All of this is really just a longwinded way of saying module LogFileReader::Cvs, except that we didn't know the "Cvs" part in advance, and thus couldn't have written it that way.

    eigenclass.send :define_method, :included do |klass|

This is the body of our module. Here, we use define_method to dynamically define a method called included. And we don't actually define the method on the module itself, but on the module's eigenclass (via a small helper method that we defined above), which means that the method will not become an instance method, but rather a "static" method (in Java/.NET terms).

included is actually a special hook method, that gets called by the Ruby runtime, everytime a module gets included into a class, and the class gets passed in as an argument.

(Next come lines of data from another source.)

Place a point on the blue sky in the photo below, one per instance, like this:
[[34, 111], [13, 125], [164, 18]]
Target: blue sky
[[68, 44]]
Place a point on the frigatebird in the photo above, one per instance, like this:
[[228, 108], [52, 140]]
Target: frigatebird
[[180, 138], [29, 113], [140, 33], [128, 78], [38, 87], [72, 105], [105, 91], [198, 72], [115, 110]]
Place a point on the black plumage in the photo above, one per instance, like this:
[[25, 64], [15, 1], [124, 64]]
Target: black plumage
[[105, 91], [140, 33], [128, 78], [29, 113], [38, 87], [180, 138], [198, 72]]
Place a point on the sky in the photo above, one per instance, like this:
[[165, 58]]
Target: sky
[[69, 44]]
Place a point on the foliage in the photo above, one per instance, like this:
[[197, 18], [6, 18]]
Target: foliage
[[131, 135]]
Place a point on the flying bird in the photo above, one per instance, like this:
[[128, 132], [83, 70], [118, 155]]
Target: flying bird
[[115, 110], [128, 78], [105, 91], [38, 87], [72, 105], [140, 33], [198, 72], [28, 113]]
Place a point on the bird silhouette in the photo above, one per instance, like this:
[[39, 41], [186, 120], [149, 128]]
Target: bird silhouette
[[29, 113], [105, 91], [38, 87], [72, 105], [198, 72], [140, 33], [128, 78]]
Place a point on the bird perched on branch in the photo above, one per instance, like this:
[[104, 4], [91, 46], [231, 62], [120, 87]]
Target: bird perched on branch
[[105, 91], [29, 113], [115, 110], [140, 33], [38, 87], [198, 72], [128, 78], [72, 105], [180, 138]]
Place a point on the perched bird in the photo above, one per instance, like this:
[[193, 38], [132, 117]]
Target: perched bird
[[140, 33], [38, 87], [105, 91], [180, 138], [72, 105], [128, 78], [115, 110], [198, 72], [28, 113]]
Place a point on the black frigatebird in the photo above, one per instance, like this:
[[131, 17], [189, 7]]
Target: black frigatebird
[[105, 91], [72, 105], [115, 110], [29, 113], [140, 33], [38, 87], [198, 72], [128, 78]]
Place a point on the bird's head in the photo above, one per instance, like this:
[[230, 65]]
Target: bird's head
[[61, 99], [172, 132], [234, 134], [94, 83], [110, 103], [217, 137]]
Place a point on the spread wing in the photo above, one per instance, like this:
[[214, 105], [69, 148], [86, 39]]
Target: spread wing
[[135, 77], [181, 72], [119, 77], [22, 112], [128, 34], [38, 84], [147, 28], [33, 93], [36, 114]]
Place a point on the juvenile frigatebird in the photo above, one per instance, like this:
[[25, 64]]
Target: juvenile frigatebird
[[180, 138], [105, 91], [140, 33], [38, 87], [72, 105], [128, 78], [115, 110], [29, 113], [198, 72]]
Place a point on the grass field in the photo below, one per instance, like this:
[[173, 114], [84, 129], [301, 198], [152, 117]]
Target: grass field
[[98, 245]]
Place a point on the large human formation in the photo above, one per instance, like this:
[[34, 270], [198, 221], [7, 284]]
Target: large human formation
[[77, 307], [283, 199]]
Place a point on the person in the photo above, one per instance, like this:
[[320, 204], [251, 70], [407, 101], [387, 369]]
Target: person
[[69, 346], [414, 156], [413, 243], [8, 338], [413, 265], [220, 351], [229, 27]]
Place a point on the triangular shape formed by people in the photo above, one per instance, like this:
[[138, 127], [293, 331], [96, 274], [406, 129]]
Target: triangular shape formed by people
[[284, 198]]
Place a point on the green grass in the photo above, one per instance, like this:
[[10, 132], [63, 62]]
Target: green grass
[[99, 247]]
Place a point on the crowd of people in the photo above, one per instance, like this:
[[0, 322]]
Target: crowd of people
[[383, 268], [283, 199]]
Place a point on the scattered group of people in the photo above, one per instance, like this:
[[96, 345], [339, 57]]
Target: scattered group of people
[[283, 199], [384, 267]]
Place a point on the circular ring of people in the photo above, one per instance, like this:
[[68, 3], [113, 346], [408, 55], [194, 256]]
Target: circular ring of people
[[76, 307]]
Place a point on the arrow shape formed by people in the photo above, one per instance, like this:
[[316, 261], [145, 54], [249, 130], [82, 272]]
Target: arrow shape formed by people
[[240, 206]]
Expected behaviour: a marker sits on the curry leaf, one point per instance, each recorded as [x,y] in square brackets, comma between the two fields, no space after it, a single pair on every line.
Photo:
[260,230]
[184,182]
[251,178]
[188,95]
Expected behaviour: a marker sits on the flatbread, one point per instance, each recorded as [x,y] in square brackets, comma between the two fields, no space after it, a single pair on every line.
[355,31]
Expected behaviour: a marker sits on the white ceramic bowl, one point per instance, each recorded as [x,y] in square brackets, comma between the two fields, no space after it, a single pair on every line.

So, our newly created module now has a hook method that will inform it whenever it gets included somewhere.

      LogFileReader[type] = klass

And this is what our hook method does: it registers the class that gets passed into the hook method into the LogFileReader registry. And the key that it registers it under, is the type argument from the LogFileReader method way above, which, thanks to the magic of closures, is actually accessible inside the included method.

    end
    include LogFileReader

And last but not least, we include the LogFileReader module in the anonymous module. [Note: I forgot this line in the original example.]

  }
end

class GitLogFileReader
  def display
    puts "I'm a git log file reader!"
  end
end

class BzrFrobnicator
  include LogFileReader
  def display
    puts "A bzr log file reader..."
  end
end

LogFileReader.create(:git).display
LogFileReader.create(:bzr).display

class NameThatDoesntFitThePattern
  include LogFileReader(:darcs)
  def display
    puts "Darcs reader, lazily evaluating your pure functions."
  end
end

LogFileReader.create(:darcs).display

puts 'Here you can see, how the LogFileReader::Darcs module ended up in the inheritance chain:'
p LogFileReader.create(:darcs).class.ancestors

puts 'Here you can see, how all the lookups ended up getting cached in the registry:'
p LogFileReader.send :instance_variable_get, :@readers

puts 'And this is what happens, when you try instantiating a non-existent reader:'
LogFileReader.create(:gobbledigook)

This new expanded version allows three different ways of defining LogFileReaders:

  1. All classes whose name matches the pattern <Name>LogFileReader will automatically be found and registered as a LogFileReader for :name (see: GitLogFileReader),
  2. All classes that mix in the LogFileReader module and whose name matches the pattern <Name>Whatever will be registered for the :name handler (see: BzrFrobnicator) and
  3. All classes that mix in the LogFileReader(:name) module, will be registered for the :name handler, regardless of their name (see: NameThatDoesntFitThePattern).

Please note that this is just a very contrived demonstration. It is, for example, definitely not thread-safe. It might also leak memory. Use with caution!


One more minor suggestion for Brian Cambell's answer -

In you can actually auto-register the subclasses with an inherited callback. I.e.

class LogFileReader

  cattr_accessor :subclasses; self.subclasses = {}

  def self.inherited(klass)
    # turns SvnLogFileReader in to :svn
    key = klass.to_s.gsub(Regexp.new(Regexp.new(self.to_s)),'').underscore.to_sym

    # self in this context is always LogFileReader
    self.subclasses[key] = klass
  end

  def self.create(type)
    return self.subclasses[type.to_sym].new if self.subclasses[type.to_sym]
    raise "No such type #{type}"
  end
end

Now we have

class SvnLogFileReader < LogFileReader
  def display
    # do stuff here
  end
end

With no need to register it


This should work too, without the need for registering class names

class LogFileReader
  def self.create(name)
    classified_name = name.to_s.split('_').collect!{ |w| w.capitalize }.join
    Object.const_get(classified_name).new
  end
end

class GitLogFileReader < LogFileReader
  def display
    puts "I'm a git log file reader!"
  end
end

and now

LogFileReader.create(:git_log_file_reader).display